Rating: Summary: Modern Classic Review: Michael Douglas demonstrates that he is one of the truely great actors of this time. He plays a college professor who has retreated into constant use of pot to compensate for his inability to produce a follow up to a previous best selling book. Tobey Maguire is his gifted but totally morose student who clings to him as an alternative to his less than attentive parents (real or "imagined") in a wildy improbable but extremely funny weekend. Robert Downey Jr., a sometimes gay publisher, pops in for the weekend to push his author, Douglas, along in finishing his next book in order to salvage his employment with the publishing firm. Frances McDormand is his married lover who announces to Douglas that she is pregnant with his child just as his latest wife has left him. Katie Holmes, another student and wannabe lover, takes time out from her lusting to offer some meaningful insight to Douglas. Throw in a murdered dog, the theft of a Marilyn Monroe artifact, a houseparty, a "crazy" hood jumping man, a great sound track, mixed with humor, an incredible amount of absurdity and even a little pathos and you get "Wonder Boys." If it all sounds a little confusing and a little off center, it is and that, with both a brilliant script and great acting by everyone in the movie, is what makes this a Modern Classic.

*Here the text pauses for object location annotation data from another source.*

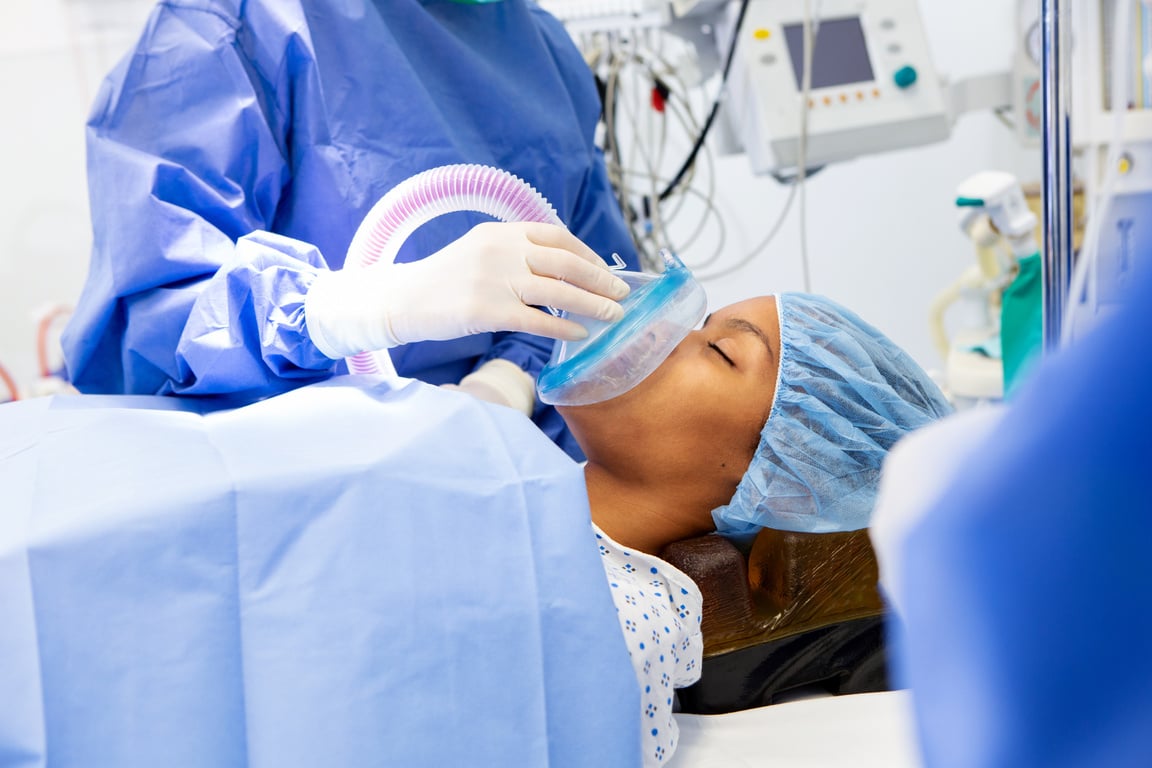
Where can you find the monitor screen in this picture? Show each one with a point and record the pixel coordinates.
(839, 58)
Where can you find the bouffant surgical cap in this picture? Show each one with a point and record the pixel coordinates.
(844, 395)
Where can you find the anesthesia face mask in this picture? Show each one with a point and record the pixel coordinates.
(659, 312)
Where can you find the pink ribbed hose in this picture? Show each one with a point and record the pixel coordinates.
(426, 196)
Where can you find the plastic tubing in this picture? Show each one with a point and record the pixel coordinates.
(425, 196)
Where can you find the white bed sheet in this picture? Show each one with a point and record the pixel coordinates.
(859, 730)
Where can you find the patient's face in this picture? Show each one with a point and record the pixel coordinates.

Rating: Summary: not the best of its kind, but a funny film none the less Review: WONDER BOYS is a smart and funny film, which, after some initial struggle to find the proper balance between comedy and drama, delivers memorable performances by all members of the cast, great music (with a few new songs by Bob Dylan), great photography and lighting, strong dialogue and great directing. One of the things that I find to be the most important part of a film is its characters, and WONDER BOYS has a wide variety of fascinating people in it. Toby Maguire stars as the almost suicidal and compulsive liar, James Leer. We've got Michael Douglas as the weed-smoking professor, Grady Tripp. Robert Downey Jr. (who's just a brilliant actor) plays the gay editor, Terry Crabtree, who becomes fascinated with James Leer, and last ' but by no means least ' there's the two women, Frances McDormand and Katie Holmes, who do their best to tackle a weekend with the 'wonder boys'. But the character that got the most sympathy out of me was not one of the leading roles, it was instead Walter Gaskell (played by Richard Thomas), who during the film, without the fault of his own, ends up with his dog shot and killed, his favourite memorabilia (a Marilyn Monroe jacket) stolen and finally, to top it all of, his wife leaves him: See the film and you'll understand.
Rating: Summary: Great Film Review: WOW! I rented this on a fluke (nothing else on the shelf) - but it was so great I ran out and bought it. This is one of the funniest, smartest movies I've seen in a long time. It also shows a whole new side of Michael Douglas - which was a welcome change to me! Would definately advise on getting this gem.
Rating: Summary: Wonderful Boys Review: Wonder Boys is easily one of the most overlooked films of 2000. Michael Douglas gives an awesome performance, as do Tobey Maguire and Robert Downey Jr. The true-to life dramedy explores what happens when you don't trust yourself, or don't have the ability to break free of your mind's own limitations.